Шрифт:
Интервал:
Закладка:
Раздосадованное отсутствием результата, местное Управление МГБ предложило передать расследование им, что означало — пора прибегнуть к пыткам. К вящему негодованию Льва, Нестеров ответил согласием. Но, несмотря на то что все полы вскоре окрасились кровью, прорыв так и не состоялся. Нестерову не оставалось ничего иного, кроме как начать судебное преследование всех ста пятидесяти мужчин в надежде, что это заставит одного из них заговорить. Того, что все они подверглись унижениям и пыткам, было недостаточно: подозреваемые должны были понять, что рискуют лишиться и самой жизни.
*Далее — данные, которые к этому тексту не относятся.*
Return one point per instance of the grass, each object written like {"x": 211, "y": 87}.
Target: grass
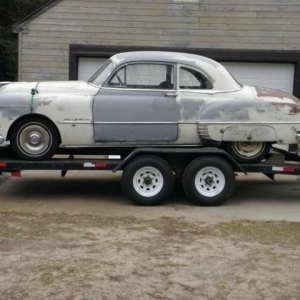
{"x": 285, "y": 234}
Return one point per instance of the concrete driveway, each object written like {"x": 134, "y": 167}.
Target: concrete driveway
{"x": 256, "y": 198}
Каждый из них, если судье будут даны соответствующие указания, получит по двадцать пять лет лагерей за политические диверсии, а не просто пятилетний срок за содомию. Их сексуальные наклонности считались преступлением против нации. Столкнувшись с подобной перспективой, трое мужчин сломались и начали давать показания. Однако все трое назвали разные имена. Не желая признать, что его версия оказалась ошибочной и следствие зашло в тупик, Нестеров убедил себя, что имеет дело с некоей извращенной уголовной солидарностью — что у изгоев имеется свое понятие о чести.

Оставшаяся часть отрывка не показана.